I can not find what '$-[$i]' means in your code on online perl
documentation. Would you please let me know its meaning? Where is
its documentation?

You can find out about the @- array in:

perldoc perlvar

It seems that the perldoc is not easy to understand by a newbie. While
it explains @-, the perldoc keeps on referring to others things that I
don't understand. Can somebody help explain @- for me with more
examples?

I looked at the perldoc perlvar page to remind myself what it said. I am
unable to figure out how one could make it clearer:

<blockquote>
This array holds the offsets of the beginnings of the last
successful submatches in the currently active dynamic scope.
$-[0] is the offset into the string of the beginning of the
entire match. The *n*th element of this array holds the offset
of the *n*th submatch, so $-[1] is the offset where $1 begins,
$-[2] the offset where $2 begins, and so on.
</blockquote>

Consider the example below:

C:\DOCUME~1\asu1\LOCALS~1\Temp> cat t.pl
#!/usr/bin/perl

use strict;
use warnings;

my $s = '123abcABC';

if ( $s =~ /^([0-9]+([0-9]))[a-z]+([A-Z]([A-Z]+))$/ ) {
print "@-\n";
print "$_\n" for $1, $2, $3, $4;
}

__END__

In this case, a successful match would produce

$1 = 123 (offset = 0)
$2 = 3 (offset = 2)
$3 = ABC (offset = 6)
$4 = BC (offset = 7)

The entire match starts at offset 0, so we have @- = (0, 0, 2, 6, 7).

Sinan
--
A. Sinan Unur <[email protected]>
(remove .invalid and reverse each component for email address)

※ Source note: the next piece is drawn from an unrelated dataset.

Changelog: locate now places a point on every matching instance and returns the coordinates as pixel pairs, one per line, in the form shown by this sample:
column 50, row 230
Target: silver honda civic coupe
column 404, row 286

comp.lang.perl.misc guidelines on the WWW:
http://www.rehabitation.com/clpmisc/
 
D

Dr.Ruud

Peng Yu schreef:
Suppose I have a long string $a, and a test string $b.

I want to fine all the substrings in $a, whose length is the same as
$b with at most n mismatches.

Use substr() and the "^" operator and y/\0//c.

For example, string 'abcdef' and string 'aacdxf' have two mismatches
at the 2nd character and the 5th character.

$ perl -wle'
$r = "abcdef" ^ "aacdxf";
print $r =~ y/\0//c
'
2
 
S

sln

Pilcrow said:
Suppose I have a long string $a, and a test string $b.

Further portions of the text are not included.